As the CO2 content of the air slowly but steadily rises, these peer-reviewed studies suggest that grassland species may not exhibit photosynthetic acclimation if they can maintain a balance between their sources and sinks for carbohydrates at the whole-plant level. But in the event this balancing act is not initially possible, acclimation represents a beneficial secondary mechanism for ultimately achieving that balance by redistributing limiting resources away from the plant's photosynthetic machinery to strengthen its sink development and/or nutrient-gathering activities.
References
Bryant, J., Taylor, G. and Frehner, M. 1998. Photosynthetic acclimation to elevated CO2 is modified by source:sink balance in three component species of chalk grassland swards grown in a free air carbon dioxide enrichment (FACE) experiment. Plant, Cell and Environment 21: 159-168.
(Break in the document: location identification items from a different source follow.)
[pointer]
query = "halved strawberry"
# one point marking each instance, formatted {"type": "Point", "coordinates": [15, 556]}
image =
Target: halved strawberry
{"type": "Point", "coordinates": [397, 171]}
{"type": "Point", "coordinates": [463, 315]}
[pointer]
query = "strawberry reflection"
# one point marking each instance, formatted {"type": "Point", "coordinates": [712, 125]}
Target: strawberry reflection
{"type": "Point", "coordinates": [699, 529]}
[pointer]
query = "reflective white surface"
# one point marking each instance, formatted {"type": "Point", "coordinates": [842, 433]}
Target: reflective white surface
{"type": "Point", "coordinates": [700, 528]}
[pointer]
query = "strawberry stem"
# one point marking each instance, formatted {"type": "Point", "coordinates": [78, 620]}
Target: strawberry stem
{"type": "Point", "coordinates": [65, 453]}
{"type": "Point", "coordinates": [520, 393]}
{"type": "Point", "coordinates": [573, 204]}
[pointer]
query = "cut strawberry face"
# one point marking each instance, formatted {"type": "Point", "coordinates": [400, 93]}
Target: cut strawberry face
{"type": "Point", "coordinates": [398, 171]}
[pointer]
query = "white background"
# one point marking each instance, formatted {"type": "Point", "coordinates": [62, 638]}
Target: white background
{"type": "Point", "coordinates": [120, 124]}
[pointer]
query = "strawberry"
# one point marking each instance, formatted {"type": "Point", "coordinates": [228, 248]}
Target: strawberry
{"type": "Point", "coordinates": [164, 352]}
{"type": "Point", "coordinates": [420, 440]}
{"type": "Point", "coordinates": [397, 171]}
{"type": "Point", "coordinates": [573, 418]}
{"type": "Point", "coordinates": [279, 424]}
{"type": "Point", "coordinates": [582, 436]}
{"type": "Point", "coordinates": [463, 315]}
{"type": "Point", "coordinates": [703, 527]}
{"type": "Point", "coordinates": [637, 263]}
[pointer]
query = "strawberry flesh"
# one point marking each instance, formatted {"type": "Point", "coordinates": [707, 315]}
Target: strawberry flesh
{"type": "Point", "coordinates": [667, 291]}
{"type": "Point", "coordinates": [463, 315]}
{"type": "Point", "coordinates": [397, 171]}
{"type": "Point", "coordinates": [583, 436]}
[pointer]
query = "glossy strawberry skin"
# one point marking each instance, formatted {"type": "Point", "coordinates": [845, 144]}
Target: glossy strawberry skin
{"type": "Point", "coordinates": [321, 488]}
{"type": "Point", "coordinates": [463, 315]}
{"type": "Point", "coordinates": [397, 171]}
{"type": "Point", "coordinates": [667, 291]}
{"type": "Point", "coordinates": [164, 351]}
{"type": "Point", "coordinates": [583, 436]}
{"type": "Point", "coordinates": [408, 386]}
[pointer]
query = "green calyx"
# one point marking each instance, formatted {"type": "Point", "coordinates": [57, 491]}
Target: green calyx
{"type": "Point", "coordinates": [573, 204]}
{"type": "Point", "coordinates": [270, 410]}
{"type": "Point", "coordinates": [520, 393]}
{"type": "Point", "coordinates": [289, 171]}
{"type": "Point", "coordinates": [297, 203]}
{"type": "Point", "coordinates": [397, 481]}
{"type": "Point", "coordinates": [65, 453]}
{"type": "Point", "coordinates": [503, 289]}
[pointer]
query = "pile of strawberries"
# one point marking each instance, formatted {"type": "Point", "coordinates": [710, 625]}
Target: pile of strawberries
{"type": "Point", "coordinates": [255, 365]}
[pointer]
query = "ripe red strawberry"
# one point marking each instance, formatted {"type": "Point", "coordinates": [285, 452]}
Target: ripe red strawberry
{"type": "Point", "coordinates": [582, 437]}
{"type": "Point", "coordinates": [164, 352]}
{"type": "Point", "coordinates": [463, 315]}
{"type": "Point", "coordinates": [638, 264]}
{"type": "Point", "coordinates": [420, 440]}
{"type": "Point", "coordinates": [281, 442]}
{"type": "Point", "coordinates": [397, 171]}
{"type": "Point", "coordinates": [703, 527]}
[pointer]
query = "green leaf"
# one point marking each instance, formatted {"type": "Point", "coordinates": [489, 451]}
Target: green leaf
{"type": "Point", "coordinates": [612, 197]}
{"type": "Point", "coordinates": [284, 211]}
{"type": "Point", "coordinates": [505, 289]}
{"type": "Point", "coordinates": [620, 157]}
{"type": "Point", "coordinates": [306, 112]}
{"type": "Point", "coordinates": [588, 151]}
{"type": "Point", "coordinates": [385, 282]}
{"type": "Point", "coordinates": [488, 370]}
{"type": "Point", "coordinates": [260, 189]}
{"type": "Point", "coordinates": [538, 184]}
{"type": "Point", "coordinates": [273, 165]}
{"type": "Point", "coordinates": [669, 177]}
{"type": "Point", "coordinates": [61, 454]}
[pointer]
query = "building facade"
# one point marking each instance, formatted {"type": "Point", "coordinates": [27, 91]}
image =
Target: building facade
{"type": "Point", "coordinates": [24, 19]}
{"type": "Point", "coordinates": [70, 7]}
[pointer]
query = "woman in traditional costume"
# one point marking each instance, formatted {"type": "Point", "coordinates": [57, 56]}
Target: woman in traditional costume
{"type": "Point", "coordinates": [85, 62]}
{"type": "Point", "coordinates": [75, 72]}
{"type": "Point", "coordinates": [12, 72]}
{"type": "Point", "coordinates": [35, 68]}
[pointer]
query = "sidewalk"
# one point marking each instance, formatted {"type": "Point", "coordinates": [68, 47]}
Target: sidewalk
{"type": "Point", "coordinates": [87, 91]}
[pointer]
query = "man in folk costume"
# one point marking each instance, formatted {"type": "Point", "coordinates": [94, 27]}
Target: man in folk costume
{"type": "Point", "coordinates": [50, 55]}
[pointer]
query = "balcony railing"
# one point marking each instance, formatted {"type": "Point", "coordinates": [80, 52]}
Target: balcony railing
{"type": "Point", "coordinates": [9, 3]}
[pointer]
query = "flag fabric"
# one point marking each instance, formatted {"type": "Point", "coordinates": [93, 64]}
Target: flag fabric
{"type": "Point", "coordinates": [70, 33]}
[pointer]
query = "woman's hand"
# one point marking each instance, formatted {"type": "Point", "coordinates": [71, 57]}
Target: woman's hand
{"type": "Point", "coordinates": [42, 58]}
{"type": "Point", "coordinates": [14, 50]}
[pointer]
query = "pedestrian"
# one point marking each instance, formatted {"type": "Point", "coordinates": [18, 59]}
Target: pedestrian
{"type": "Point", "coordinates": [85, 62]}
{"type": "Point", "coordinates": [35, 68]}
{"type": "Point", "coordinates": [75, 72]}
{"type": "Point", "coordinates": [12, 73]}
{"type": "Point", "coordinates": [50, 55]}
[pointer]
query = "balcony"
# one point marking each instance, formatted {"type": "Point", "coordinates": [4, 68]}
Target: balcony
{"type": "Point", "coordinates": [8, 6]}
Davey, P.A., Parsons, A.J., Atkinson, L., Wadge, K. and Long, S.P. 1999. Does photosynthetic acclimation to elevated CO2 increase photosynthetic nitrogen-use efficiency? A study of three native UK grassland species in open-top chambers. Functional Ecology 13: 21-28.
Rogers, A., Fischer, B.U., Bryant, J., Frehner, M., Blum, H., Raines, C.A. and Long, S.P. 1998. Acclimation of photosynthesis to elevated CO2 under low-nitrogen nutrition is affected by the capacity for assimilate utilization. Perennial ryegrass under free-air CO2 enrichment. Plant Physiology 118: 683-689.
Roumet, C., Garnier, E., Suzor, H., Salager, J.-L. and Roy, J. 2000. Short and long-term responses of whole-plant gas exchange to elevated CO2 in four herbaceous species. Environmental and Experimental Botany 43: 155-169.
Staddon, P.L., Fitter, A.H. and Robinson, D. 1999. Effects of mycorrhizal colonization and elevated atmospheric carbon dioxide on carbon fixation and below-ground carbon partitioning in Plantago lanceolata. Journal of Experimental Botany 50: 853-860.